Set in the imaginary African Republic of Vietongo, The Negro Grandsons of Vercingetorix begins when conflict breaks out between rival leaders and the regional ethnic groups they represent. Events recorded in a series of notebooks under the watchful eye of Hortense Lloki show how civil war culminates in a series of outlandish actions perpetrated by the warring parties’ private militias—the Anacondas and the Romans from the North who have seized power against Vercingetorix (named after none other than the legendary Gallic warrior who fought against Caesar’s army) and his Little Negro Grandsons in the South who are eager to regain control. Translated into English for the first time, this novel provides a gritty slice of life in an active war zone.

“Nearly twenty years removed from its French publication, Mabanckou’s aptitude for characterization and his unflinching glimpse of plight echo within every movement of Vercingetorix . . . With The Negro Grandsons of Vercingetorix, Mabanckou stresses that even as violence is an accomplice to life, perseverance is synonymous.” —World Literature Today

Alain Mabanckou, Bill Johnston

Alain Mabanckou is a Franco-Congolese author and Professor of French and Francophone Studies at the University of California, Los Angeles. His novels include Blue White Red, African Psycho, Broken Glass, Memoirs of a Porcupine, Black Bazaar, Tomorrow I'll Be Twenty, and The Lights of Pointe-Noire. He is the recipient of numerous literary prizes such as the Grand Prix Littéraire de l'Afrique noire, Prix Renaudot, Prix Georges Brassens, and the Grand Prix de Littérature Henri Gal from the Académie Française for his life's work.

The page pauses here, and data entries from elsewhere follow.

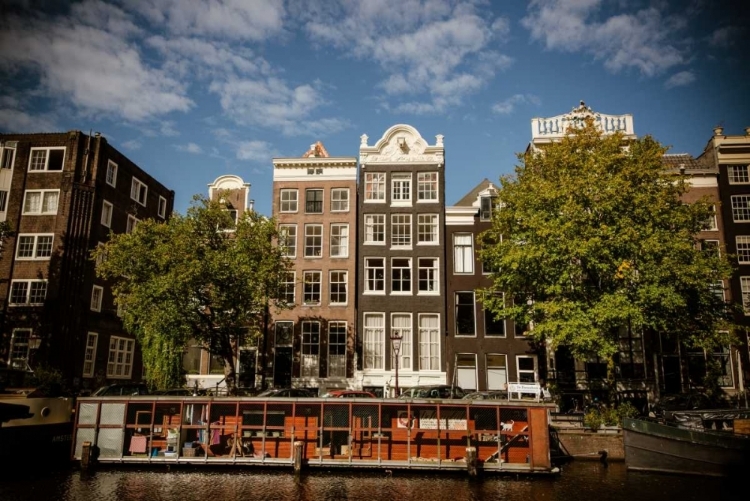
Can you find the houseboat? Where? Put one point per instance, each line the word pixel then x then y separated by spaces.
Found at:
pixel 490 436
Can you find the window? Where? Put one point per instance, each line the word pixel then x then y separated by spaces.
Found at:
pixel 465 324
pixel 311 291
pixel 19 348
pixel 339 199
pixel 485 209
pixel 427 186
pixel 743 249
pixel 375 229
pixel 28 292
pixel 111 173
pixel 41 202
pixel 338 287
pixel 427 229
pixel 288 200
pixel 428 275
pixel 429 342
pixel 310 349
pixel 138 191
pixel 339 240
pixel 284 333
pixel 336 349
pixel 313 240
pixel 373 341
pixel 738 174
pixel 120 361
pixel 375 187
pixel 89 355
pixel 288 283
pixel 288 240
pixel 34 246
pixel 163 207
pixel 314 201
pixel 497 371
pixel 463 253
pixel 375 274
pixel 96 298
pixel 131 224
pixel 401 276
pixel 46 159
pixel 401 189
pixel 401 325
pixel 106 214
pixel 400 230
pixel 526 365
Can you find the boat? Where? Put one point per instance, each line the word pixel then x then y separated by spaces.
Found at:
pixel 702 442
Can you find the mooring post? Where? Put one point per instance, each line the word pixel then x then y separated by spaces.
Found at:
pixel 471 461
pixel 298 448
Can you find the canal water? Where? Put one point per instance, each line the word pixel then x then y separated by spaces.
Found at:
pixel 579 481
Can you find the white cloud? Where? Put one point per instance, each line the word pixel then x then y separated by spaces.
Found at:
pixel 680 79
pixel 508 106
pixel 645 40
pixel 189 148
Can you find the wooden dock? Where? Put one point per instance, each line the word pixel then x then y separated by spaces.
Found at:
pixel 495 436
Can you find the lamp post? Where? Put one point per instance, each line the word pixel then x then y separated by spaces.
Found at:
pixel 396 347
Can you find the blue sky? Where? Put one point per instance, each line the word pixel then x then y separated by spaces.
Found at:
pixel 191 90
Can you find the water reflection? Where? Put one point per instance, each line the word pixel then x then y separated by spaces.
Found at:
pixel 580 481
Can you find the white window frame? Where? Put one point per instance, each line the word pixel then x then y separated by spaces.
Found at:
pixel 337 199
pixel 312 247
pixel 46 159
pixel 463 254
pixel 372 278
pixel 89 354
pixel 424 179
pixel 29 284
pixel 42 202
pixel 401 239
pixel 336 286
pixel 373 342
pixel 429 343
pixel 285 237
pixel 427 275
pixel 401 192
pixel 375 187
pixel 374 222
pixel 111 177
pixel 35 246
pixel 107 209
pixel 342 248
pixel 291 204
pixel 139 191
pixel 120 357
pixel 97 296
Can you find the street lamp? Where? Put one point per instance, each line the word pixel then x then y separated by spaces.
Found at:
pixel 396 339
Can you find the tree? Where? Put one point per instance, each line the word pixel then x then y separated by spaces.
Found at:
pixel 591 237
pixel 201 277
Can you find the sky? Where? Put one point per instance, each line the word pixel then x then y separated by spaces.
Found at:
pixel 193 90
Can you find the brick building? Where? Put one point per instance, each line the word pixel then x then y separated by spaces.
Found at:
pixel 63 193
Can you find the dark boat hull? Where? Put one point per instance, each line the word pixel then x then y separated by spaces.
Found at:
pixel 651 446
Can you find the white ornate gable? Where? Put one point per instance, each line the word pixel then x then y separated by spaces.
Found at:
pixel 402 144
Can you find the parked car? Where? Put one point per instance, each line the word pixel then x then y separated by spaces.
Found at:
pixel 432 391
pixel 348 394
pixel 287 392
pixel 486 395
pixel 120 389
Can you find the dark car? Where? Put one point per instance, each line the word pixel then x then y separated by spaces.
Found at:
pixel 287 392
pixel 432 391
pixel 121 389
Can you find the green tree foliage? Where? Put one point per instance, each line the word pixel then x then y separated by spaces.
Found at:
pixel 590 238
pixel 199 277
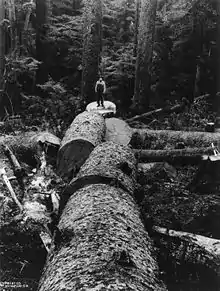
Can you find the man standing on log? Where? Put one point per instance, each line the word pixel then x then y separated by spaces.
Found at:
pixel 100 89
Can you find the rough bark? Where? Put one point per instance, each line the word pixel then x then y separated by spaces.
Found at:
pixel 181 157
pixel 144 53
pixel 191 249
pixel 118 131
pixel 106 164
pixel 2 44
pixel 144 138
pixel 101 243
pixel 86 131
pixel 108 110
pixel 152 171
pixel 26 146
pixel 177 108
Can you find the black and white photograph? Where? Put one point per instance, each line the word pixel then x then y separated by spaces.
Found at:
pixel 109 145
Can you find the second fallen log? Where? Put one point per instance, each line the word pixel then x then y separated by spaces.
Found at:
pixel 182 157
pixel 159 139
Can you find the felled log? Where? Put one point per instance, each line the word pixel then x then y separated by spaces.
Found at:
pixel 166 110
pixel 182 157
pixel 159 139
pixel 17 169
pixel 191 249
pixel 108 110
pixel 86 131
pixel 207 172
pixel 8 184
pixel 27 146
pixel 118 131
pixel 101 242
pixel 158 170
pixel 40 202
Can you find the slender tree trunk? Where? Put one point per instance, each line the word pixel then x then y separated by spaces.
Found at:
pixel 217 125
pixel 2 42
pixel 137 16
pixel 92 47
pixel 43 10
pixel 144 53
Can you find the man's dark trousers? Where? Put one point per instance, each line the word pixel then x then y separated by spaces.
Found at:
pixel 100 98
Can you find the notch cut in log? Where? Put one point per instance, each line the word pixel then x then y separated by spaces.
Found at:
pixel 109 108
pixel 100 242
pixel 182 157
pixel 159 139
pixel 86 131
pixel 118 131
pixel 109 163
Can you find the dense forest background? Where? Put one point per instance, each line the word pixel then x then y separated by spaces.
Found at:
pixel 151 54
pixel 43 48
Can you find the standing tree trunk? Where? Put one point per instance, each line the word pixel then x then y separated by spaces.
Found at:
pixel 2 54
pixel 137 16
pixel 43 10
pixel 100 242
pixel 217 103
pixel 2 42
pixel 92 47
pixel 144 54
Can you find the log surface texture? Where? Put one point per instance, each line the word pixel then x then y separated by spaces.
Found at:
pixel 102 243
pixel 86 131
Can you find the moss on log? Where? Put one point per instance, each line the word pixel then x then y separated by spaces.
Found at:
pixel 86 131
pixel 159 139
pixel 102 245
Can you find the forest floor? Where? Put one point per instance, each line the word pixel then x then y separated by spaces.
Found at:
pixel 166 199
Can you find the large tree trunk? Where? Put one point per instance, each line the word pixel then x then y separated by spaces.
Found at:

Bill Johnston's most recent translations include Adam Mickiewicz's epic poem Pan Tadeusz and Julia Fiedorczuk's Oxygen from the Polish, as well as Jeanne Benameur's The Child Who from the French. He has received numerous awards for his work, including the PEN Translation Prize, the Best Translated Book Award, and the Found in Translation Prize. He teaches literary translation at Indiana University.